Still, the fact that all the money and manipulations of the Koch brothers could be undone by a handful of native voters living in some of the poorest and most remote parts of the land is a tribute to our teetering democracy. More time has been wasted defending the name of the Washington NFL team than has ever been spent discussing tribal sovereignty or how the modern diet is killing too many natives. Yet now, important-sounding people have been forced to learn a phrase in Yup’ik, or find Shannon County, S.D., on a map.

The Senate, by design, is unrepresentative. Why should Wyoming have as many senators as California, which has more than 60 times the population? That design also means people in crowded states occasionally have to feign concern for residents in wide-open spaces.

Thus we find ourselves in Alaska and South Dakota, where the native vote could be all that stands in the way of a Republican-controlled Senate. Alaska voters, though quirky and contrarian no matter what the race, seem poised to give Republican Dan Sullivan the seat now held by Democrat Mark Begich. Except typically, the polls are more misleading in the Last Frontier than a fish finder’s sonar in a bathtub.

Only about 250,000 people are expected to vote there. Of those, almost 1 in 5 has some Alaska Native or Indian blood — the highest percentage of any state. Begich has been feverishly working native villages in advance of the state’s two weeks of early voting. If the race is a nail-biter, look for late returns from, say, Kotzebue, an Inupiat town on a gravel spit 33 miles north of the Arctic Circle, to decide the winner.

In South Dakota, Native Americans are the largest single minority group, and they tend to vote Democratic. In a three-way race, heavy turnout on the Pine Ridge Indian Reservation might be enough to prevent the fading Republican front-runner, Mike Rounds, from picking up the seat. Tribal elections are the same day, as is a ballot measure to change the name of Shannon County, which is more than 90 percent Indian, to Oglala Lakota County. In 2012, the tribes of North Dakota provided the winning margin for Democrat Heidi Heitkamp, who won her Senate seat by just more than 4,000 votes.

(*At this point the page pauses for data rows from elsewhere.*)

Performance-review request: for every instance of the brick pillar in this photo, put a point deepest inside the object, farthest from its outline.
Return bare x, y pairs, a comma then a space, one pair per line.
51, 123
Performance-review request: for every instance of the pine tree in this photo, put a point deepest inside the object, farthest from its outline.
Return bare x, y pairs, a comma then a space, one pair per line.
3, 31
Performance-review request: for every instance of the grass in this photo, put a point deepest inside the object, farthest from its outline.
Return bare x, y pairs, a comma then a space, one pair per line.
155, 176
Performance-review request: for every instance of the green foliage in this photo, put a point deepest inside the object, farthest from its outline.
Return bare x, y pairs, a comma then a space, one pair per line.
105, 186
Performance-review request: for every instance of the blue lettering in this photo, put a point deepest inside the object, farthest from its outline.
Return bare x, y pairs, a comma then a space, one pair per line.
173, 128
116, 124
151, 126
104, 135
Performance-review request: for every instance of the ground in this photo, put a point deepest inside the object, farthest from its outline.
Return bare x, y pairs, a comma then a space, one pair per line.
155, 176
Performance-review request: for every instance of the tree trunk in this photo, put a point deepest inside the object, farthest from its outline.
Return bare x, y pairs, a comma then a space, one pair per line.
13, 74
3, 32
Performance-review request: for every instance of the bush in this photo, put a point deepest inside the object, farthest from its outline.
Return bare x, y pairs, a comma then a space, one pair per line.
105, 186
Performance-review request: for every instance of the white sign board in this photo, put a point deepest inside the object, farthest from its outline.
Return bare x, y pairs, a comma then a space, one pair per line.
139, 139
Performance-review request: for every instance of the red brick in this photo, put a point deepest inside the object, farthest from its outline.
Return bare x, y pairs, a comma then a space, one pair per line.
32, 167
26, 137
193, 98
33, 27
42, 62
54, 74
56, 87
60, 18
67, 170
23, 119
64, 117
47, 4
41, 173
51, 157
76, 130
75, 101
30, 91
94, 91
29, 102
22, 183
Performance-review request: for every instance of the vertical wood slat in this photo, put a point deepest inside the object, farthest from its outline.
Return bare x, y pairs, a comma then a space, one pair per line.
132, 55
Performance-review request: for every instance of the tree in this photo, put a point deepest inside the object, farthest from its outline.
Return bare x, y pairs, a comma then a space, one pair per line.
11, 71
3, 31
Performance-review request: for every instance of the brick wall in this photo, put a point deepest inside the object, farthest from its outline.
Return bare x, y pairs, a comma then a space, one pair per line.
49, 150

“The candidate who learns best how to ask Indians for their votes could be the winner,” Indian Country Today, the national tribal paper, reported in a recent story on South Dakota.

What no vote can change are the woeful conditions in many parts of Indian country. Suicide, substance abuse and chronic unemployment are the scourges of many tribal homelands. Half the people in Shannon County live below the poverty level.

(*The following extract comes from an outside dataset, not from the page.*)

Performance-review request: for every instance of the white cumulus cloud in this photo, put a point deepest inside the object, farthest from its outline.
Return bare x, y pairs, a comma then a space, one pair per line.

Depressing, yes. So what we talk about when we talk about Indians seldom gets beyond caricature. On the left, measures such as Seattle’s new designation of the second Monday in October as Indigenous Peoples’ Day is the kind of empty, feel-good measure that sets up a comically liberal city council for mockery. It’s not a real holiday, just enough of one to insult Italian-Americans who feel slighted at the dis of Christopher Columbus.

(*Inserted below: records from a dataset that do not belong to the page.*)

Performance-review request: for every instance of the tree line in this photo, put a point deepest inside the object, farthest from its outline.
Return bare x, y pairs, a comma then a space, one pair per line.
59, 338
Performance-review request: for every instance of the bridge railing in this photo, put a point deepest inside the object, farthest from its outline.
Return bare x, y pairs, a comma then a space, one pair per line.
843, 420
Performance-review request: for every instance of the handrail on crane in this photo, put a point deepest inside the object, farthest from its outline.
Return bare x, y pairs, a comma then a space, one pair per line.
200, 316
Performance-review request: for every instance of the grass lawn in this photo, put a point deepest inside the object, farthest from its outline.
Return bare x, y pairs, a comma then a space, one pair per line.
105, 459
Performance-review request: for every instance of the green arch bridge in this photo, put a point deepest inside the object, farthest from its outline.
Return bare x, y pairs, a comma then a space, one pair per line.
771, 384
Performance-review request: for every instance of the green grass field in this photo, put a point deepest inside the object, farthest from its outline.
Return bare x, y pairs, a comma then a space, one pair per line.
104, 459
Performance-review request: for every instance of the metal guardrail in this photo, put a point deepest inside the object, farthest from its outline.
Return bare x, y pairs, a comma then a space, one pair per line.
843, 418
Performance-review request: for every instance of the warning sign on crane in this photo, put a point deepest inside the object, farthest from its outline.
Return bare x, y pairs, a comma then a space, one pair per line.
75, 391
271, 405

On the right, there is a hysterical fear of granting Indians any real power. So the Violence Against Women Act almost didn’t make it through renewal last year because Republicans didn’t want to allow tribes to prosecute non-Indians who assaulted Indians in Indian country.

Obamacare is a pundit’s punching bag in much of the country. But on reservations, it has made a life-or-death difference for thousands of people whose health has been improved by some of the law’s lesser-known provisions.

At the center of most questions in the native world is a construct that Americans often forget or ignore: nations within a nation. Tribes point to their treaties that grant a degree of sovereignty, signed by long-dead presidents, backed by Supreme Court decisions. If they can get a politician to understand that at election time, it’s a minor victory.

Timothy Egan is a columnist for The New York Times.